In this section, we consider the very important problem of resolving two nearby frequencies using the DFT. This spectral analysis problem is one of the cornerstone problems in signal processing and we therefore highlight some nuances. We also investigate the circular convolution as a tool to uncover the mechanics of frequency resolution as the uncertainty principle emerges again.
#%qtconsole
from __future__ import division
Nf = 64 # N- DFT size
fs = 64 # sampling frequency
f = 10 # one signal
t = arange(0,1,1/fs) # time-domain samples
deltaf = 1/2. # second nearby frequency
fig,ax = subplots(2,1,sharex=True,sharey=True)
fig.set_size_inches((8,3))
x=cos(2*pi*f*t) + cos(2*pi*(f+2)*t) # 2 Hz frequency difference
X = fft.fft(x,Nf)/sqrt(Nf)
ax[0].plot(linspace(0,fs,Nf),abs(X),'-o')
ax[0].set_title(r'$\delta f = 2$',fontsize=18)
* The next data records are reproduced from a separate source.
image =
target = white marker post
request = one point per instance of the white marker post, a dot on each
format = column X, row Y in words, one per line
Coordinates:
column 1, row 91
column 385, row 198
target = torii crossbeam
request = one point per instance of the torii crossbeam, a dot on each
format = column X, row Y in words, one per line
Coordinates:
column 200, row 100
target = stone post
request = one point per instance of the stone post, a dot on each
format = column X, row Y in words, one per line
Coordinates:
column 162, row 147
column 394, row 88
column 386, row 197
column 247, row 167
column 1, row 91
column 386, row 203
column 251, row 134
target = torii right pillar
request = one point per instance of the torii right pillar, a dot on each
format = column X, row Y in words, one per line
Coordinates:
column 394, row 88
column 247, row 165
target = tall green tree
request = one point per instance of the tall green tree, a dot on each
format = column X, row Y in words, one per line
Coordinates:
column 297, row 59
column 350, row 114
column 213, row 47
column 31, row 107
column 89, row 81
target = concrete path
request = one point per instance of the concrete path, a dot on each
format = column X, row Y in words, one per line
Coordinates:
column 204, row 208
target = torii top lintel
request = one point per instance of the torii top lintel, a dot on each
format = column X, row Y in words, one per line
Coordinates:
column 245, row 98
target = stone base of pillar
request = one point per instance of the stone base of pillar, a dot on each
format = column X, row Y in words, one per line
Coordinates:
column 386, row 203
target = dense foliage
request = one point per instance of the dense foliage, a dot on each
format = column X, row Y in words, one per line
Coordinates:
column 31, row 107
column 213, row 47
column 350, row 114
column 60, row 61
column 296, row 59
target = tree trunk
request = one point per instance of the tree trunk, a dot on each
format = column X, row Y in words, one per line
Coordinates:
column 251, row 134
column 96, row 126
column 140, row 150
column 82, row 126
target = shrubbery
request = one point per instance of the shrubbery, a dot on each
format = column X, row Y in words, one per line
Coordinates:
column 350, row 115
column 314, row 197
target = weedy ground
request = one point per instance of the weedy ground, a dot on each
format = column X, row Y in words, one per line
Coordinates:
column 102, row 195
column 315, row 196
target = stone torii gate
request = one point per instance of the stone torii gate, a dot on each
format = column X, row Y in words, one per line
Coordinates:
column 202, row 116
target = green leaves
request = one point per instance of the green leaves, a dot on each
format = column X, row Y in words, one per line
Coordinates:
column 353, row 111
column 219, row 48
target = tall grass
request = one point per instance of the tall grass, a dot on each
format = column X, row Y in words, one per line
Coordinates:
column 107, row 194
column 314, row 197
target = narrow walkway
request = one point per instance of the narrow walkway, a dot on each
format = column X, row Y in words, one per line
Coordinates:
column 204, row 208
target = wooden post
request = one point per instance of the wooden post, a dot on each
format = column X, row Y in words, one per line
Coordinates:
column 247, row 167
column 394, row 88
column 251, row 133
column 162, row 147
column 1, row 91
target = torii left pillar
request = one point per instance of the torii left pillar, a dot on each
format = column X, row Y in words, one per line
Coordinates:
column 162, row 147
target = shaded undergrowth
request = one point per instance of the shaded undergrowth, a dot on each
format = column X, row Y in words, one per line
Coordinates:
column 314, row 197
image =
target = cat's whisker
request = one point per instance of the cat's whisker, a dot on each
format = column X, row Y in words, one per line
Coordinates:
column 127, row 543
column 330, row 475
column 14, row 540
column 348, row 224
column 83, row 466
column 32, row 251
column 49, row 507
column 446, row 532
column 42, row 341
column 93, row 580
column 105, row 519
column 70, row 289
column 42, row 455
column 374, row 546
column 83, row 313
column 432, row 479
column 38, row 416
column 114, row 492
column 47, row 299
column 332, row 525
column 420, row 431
ax[0].set_ylabel(r'$|X(k)|$',fontsize=18)
ax[0].grid()
x=cos(2*pi*f*t) + cos(2*pi*(f+deltaf)*t) # delta_f frequency difference
X = fft.fft(x,Nf)/sqrt(Nf)
ax[1].plot(linspace(0,fs,Nf),abs(X),'-o')
ax[1].set_title(r'$\delta f = 1/2$',fontsize=14)
ax[1].set_ylabel(r'$|X(k)|$',fontsize=18)
ax[1].set_xlabel('Frequency (Hz)',fontsize=18)
ax[1].set_xlim(xmax = fs/2)
ax[1].set_ylim(ymax=6)
ax[1].grid()
# fig.savefig('figure_00@.png', bbox_inches='tight', dpi=300)
The top plot above shows the magnitude of the DFT for an input that is the sum of two frequencies separated by 2 Hz. Using the parameters we have chosen for the DFT, we can easily see there are two distinct frequencies in the input signal. The bottom plot shows the same thing except that here the frequencies are only separated by 0.5 Hz and, in this case, the two frequencies are not so easy to separate. From this figure, it would be difficult to conclude how many frequencies are present and at what magnitude.
At this point, the usual next step is to increase the size of the DFT since the frequency resolution is $f_s/N$. Thus, the idea is to increase this resolution until the two frequencies separate. This is shown in the next figure.
Nf = 64*2
fig,ax = subplots(2,1,sharex=True,sharey=True)
fig.set_size_inches((8,4))
X = fft.fft(x,Nf)/sqrt(Nf)
ax[0].plot(linspace(0,fs,len(X)),abs(X),'-o',ms=3.)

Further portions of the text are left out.